Tennessee's version, which takes effect immediately, differs slightly in that doctors are prohibited from providing gender-confirming hormone treatment to prepubescent minors, whereas Arkansas' ban applies to anyone under the age of 18 and specifically prohibits doctors from providing gender-confirming surgery.
It is unclear how many will be affected by the new law, but advocates argue that no doctor in Tennessee is currently providing hormone therapy to youths before they enter puberty, and the Endocrine Society also does not recommend offering puberty blockers or hormone treatments to children
until they reach puberty.
With Lee's approval, Tennessee continued its streak of being on the front lines of Republican statehouses across the country targeting the LGBTQ community through legislation, with only Texas
filing more anti-LGBTQ proposals this year.
Lee, who is up for reelection next year, quietly signed the bill on Tuesday without explaining why he did so.
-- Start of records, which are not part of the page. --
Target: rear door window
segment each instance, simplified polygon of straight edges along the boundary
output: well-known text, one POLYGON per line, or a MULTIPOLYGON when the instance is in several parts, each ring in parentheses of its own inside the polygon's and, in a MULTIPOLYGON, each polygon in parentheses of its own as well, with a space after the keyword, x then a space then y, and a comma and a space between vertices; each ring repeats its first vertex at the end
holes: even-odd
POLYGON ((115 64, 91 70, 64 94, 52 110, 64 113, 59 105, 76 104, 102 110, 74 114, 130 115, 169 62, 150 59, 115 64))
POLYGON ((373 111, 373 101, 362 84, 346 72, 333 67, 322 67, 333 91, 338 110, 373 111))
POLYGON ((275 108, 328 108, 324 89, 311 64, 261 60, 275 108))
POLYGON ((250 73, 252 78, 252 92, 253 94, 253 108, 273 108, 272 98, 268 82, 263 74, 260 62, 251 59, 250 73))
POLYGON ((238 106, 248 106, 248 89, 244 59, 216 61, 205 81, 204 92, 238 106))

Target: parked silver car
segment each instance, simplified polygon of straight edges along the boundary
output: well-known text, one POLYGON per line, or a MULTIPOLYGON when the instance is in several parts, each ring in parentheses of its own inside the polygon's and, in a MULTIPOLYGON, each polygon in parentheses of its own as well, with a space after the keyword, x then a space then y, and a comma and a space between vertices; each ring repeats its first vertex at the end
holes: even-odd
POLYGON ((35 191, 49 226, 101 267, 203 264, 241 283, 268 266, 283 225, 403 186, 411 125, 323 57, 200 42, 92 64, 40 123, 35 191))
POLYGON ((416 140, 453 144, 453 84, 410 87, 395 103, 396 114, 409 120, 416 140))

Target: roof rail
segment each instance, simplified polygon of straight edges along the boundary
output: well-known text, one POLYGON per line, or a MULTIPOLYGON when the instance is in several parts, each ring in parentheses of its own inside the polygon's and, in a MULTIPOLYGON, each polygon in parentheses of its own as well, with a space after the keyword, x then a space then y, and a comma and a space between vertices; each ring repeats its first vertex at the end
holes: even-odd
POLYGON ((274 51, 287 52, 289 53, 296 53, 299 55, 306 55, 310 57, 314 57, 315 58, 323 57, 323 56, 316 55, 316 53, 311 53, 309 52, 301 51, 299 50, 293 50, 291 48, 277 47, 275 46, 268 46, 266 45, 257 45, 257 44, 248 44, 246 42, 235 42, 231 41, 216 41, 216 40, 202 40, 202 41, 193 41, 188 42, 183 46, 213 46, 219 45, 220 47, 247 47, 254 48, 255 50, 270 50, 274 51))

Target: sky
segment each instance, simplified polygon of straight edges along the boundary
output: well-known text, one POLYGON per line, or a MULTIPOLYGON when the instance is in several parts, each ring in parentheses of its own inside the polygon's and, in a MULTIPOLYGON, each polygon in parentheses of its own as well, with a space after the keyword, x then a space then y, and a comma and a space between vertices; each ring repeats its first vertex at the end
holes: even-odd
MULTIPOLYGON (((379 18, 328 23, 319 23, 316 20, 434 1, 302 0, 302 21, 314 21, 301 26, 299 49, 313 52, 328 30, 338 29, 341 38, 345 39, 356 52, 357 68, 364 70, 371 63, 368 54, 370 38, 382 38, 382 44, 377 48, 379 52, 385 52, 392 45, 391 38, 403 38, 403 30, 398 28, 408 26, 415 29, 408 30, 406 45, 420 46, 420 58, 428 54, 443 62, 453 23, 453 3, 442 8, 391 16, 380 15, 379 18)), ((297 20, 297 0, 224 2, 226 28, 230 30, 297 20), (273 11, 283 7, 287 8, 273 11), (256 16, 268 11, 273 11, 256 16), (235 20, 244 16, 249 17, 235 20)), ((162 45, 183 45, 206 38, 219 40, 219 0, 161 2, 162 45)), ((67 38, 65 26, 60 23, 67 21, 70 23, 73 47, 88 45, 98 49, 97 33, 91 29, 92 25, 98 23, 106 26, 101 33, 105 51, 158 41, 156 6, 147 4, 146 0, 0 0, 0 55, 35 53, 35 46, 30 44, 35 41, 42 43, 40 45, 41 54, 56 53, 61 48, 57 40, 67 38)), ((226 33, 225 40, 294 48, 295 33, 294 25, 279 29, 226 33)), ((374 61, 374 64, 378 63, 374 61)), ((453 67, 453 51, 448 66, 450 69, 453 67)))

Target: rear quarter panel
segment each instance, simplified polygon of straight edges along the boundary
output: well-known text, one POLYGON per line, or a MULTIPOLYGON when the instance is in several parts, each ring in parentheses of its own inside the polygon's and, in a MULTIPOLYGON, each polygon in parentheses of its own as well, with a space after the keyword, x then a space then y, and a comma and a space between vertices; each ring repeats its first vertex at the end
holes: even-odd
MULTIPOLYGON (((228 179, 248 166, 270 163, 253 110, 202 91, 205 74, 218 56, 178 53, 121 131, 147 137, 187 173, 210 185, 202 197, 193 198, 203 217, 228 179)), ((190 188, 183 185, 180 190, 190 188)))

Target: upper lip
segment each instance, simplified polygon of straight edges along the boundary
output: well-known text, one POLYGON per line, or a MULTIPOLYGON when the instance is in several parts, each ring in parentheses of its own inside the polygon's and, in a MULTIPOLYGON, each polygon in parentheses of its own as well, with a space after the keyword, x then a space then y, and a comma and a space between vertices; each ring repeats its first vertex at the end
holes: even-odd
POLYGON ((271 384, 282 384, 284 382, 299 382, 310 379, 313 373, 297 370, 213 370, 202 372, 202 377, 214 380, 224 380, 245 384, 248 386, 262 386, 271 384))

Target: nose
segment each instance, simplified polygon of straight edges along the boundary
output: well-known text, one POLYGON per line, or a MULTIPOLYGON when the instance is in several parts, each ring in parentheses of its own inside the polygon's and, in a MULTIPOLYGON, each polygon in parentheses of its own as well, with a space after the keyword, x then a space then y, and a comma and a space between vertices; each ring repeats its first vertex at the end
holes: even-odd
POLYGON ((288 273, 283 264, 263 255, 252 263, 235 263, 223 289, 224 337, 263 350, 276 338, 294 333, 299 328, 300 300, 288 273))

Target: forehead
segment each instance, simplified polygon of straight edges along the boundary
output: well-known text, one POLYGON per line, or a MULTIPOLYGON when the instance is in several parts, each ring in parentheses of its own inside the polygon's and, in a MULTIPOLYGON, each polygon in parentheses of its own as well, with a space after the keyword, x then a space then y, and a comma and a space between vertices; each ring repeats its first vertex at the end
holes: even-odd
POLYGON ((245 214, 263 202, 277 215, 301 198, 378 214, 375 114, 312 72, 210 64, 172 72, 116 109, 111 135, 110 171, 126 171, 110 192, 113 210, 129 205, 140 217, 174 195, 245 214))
Such bans have been opposed by several medical and child welfare organizations, including the American Academy of Pediatrics and the American Medical Association.
A day earlier, the first-term Republican governor
signed legislation requiring businesses and government facilities open to the public to post a sign if they allow transgender people
to use multiperson bathrooms, locker rooms, or changing rooms associated with their gender identity
. The law, which takes effect on July 1, is the first of its kind to be signed.
In a statement, Hedy Weinberg, Executive Director of the American Civil Liberties Union of Tennessee, said the organization is "prepared to challenge" the bathroom sign requirement in court and encouraged businesses affected by it to contact the organization.
Lee also signed legislation late last week that puts public schools and districts at risk of civil lawsuits if they allow transgender students or employees to use multiperson bathrooms or locker rooms that do not reflect their sex at birth, according to the Human Rights
Campaign, and it was the first bill restricting bathroom use by transgender people signed in any state in about five years.
Furthermore, Lee approved a ban on transgender athletes
participating in girls public high school or middle school sports
this year, claiming that allowing transgender girls to participate would “destroy women’s sports.”
Lee then signed legislation requiring school districts to notify parents 30 days in advance before teaching students about sexual orientation or gender identity, as well as allow parents to opt their child out of the lesson.
The Human Rights Campaign, the nation's largest LGBTQ rights
organization, said on Wednesday that Lee has made Tennessee a "pioneer in anti-transgender discrimination" by signing a slew of bills that target transgender people.
“If lawmakers truly cared about the best interests of trans youth
, they would focus on improving access to quality health care
rather than playing doctor themselves,” said Alphonso David, president of Human Rights Campaign, in a statement. “Patients, parents, and health care providers should be guided by science
and medical best practices rather than the whims of the state leviathan when seeking treatments,” he added.
According to the group, more than 20 anti-LGBTQ bills have been passed this year in the United States.
This report was contributed by Jonathan Mattise in Nashville.